What, you might ask is the point of all this jabber in relation to the ongoing story that is this blog?
So, a couple posts ago I was having a conversation, that I thought was a conversation - not a quiet argument. He got emotional, made a statement (that turned out to be his way of dropping a bomb) and he walked out. A little stunned, I sat there for quite a bit wondering what just happened, and went to bed early. My last post I described trying to do a follow up to said bomb-drop and was met with silence. Not the dreaded 'silent-treatment', but more like 'I'm not ready to talk about that', kind of silence. OK, I've been there before, so, cool, lets just move on until you're ready. The evening passed, I went to bed early, not sure when he came to bed, but, being the cuddling fool that I am, I did. That led to a good opportunity for some stress relief, shall we say.

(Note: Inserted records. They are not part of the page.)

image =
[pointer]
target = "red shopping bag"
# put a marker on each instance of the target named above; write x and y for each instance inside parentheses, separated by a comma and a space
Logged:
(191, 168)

A good time was had by all.
Today, I had a date scheduled with my comfortable passionate person set for after work. Just before noon I get a call - I need to go home to help hubby out. Flat tire, AAA says you can't ride with the driver due to COVID, ~20 miles from home, not a feasible walk, and good luck finding an Uber in redneck hell. All good. For better or worse, right? I pick hubby up, get to the tire place, go grab lunch with him, make sure all is well and head back towards my date. Call ahead to make sure we're still on, get a yes, and then a text that says he doesn't feel well, can we reschedule. Sure. No problem, hope you feel better.
Well, crap. That's disappointing. Don't know him well enough to know if he really doesn't feel well, or if he just doesn't want to see me. See - the mind starts going places. Why can't I just take him at his word that he doesn't feel well and leave it at that. I know that rejection is humanities most common fear. Some of us seem hyper-sensitive to that possibility despite knowing cognitively we have value and that our worth isn't predicated upon some random person's opinion, acceptance or rejection of us.
I wish hubby was ready to talk. I don't like loose ends. While I'm disappointed the date fell through, one date is not the end of the world. I live an incredibly blessed life. There is no reason for me to feel like my emotions are a yarn basket in a room full of cats. All-in-all, today has been a good day.